Selon Jean-Claude Juncker, l’esprit visionnaire se manifestait également dans l’appréciation et l’évaluation des événements de son époque. Sa connaissance fine de l’histoire monétaire, de son propre pays et du continent européen a permis à "l’architecte de l’euro" de cerner les raisons qui allaient précipiter l’échec des tentatives visant à instaurer des unions monétaires au 19e siècle (comme l’union douanière du Zollverein, l’union latine ou scandinave). Selon le Premier ministre, Pierre Werner pressentit déjà à l’époque l’effondrement du système monétaire de Bretton Woods, fondé sur des dispositions et des procédures pour gouverner le monde de l’après- guerre, système monétaire dont l’effondrement se précipita à la fin des années 1960. Le plan Werner qui ne sera pas mis en œuvre à cause de l’éclatement du système monétaire international comportait pourtant "déjà les éléments essentiels de ce qui deviendra 30 ans plus tard l’Union économique et monétaire", a souligné Jean-Claude Juncker. Pour illustrer ses propos, il a rappelé que Pierre Werner prônait déjà dans le plan Werner le besoin de coordonner davantage les politiques économiques.

La genèse de l’idée d’une union monétaire "par étapes" ne se faisait pas du jour au lendemain. L’idée d’une monnaie unique avait germé longtemps dans l’esprit de Werner qui prônait entre 1963 et 1968 devant la Chambre des députés "le besoin d’achever le marché commun" par l’introduction d’une monnaie unique qui en constituerait la clé de voute, a rappelé le Premier ministre. Le choix de Pierre Werner comme rédacteur du plan Werner "fut donc un hasard et ne fut pas un hasard". Le constat qu’aucun Luxembourgeois n’était représenté au sein du comité chargé de rédiger le plan Werner était, selon Jean-Claude Juncker, un coup du hasard. Que le choix soit finalement tombé sur Werner, qui était doté de connaissance approfondies des politiques monétaires et qui avait participé à la mise en place du marché commun et à tous les débats monétaires de l’époque, "relevait beaucoup moins du hasard", a argué Jean-Claude Juncker.

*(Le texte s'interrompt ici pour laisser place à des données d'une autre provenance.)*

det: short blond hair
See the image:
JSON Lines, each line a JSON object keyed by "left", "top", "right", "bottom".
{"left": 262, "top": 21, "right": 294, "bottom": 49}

Les crises qui ont émaillé l’histoire de l’euro

L’histoire de l’intégration monétaire est également celle des multiples crises qui ont émaillé l’histoire et qui ont failli capoter l’émergence d’une monnaie commune.

Jean-Claude Juncker, témoin de première heure de l’euro, chargé à l’époque par le Premier ministre Jacques Santer de présider la conférence intergouvernementale sur la mise en place de l’euro en 1991, s’est rappelé, entre autres, de la proposition du gouvernement britannique qui prévoyait la mise en place d’une "hard currency". Pour arrimer les Britanniques, qui étaient férocement opposés à la mise en place d’une monnaie unique, au projet européen, Jean-Claude Juncker a proposé la clause d’opting-out "qui n’était pas très pro-européenne mais constituait la seule solution envisageable à l’époque". Or, c’était oublier le gouvernement des Pays-Bas qui prônait quelques mois plus tard la mise en place d’une Union économique monétaire basée sur le principe de l’opting-in. Par opposition au principe d’opting-out, la clause d’opting-in "faisait de l’appartenance à l’Union monétaire et économique une exception et non la norme", a expliqué le président de l’Eurogroupe. Jean-Claude Juncker a également cité les divergences qui ont existé entre la France et l’Allemagne sur l’indépendance de la Banque centrale européenne. "Considérée par les Français comme une absurdité" et par les Allemands comme "une nécessité absolue", l’idée de l’indépendance de la BCE était devenue un vraie casse tête. "Pour l‘Allemagne, confrontée a deux reprises à la destruction totale de son économie, le Deutschemark revêtait une symbolique forte dans l’imaginaire des Allemands", a tenu à préciser Jean-Claude Juncker.

Jean-Claude Juncker, qui a ensuite enchaîné sur les turbulences financières auxquelles la zone euro est confrontée aujourd’hui, a finalement estimé "que Pierre Werner aurait aimé les difficultés d’aujourd’hui puisqu’il aurait su qu’elles auraient été beaucoup plus graves sans la création de l’euro".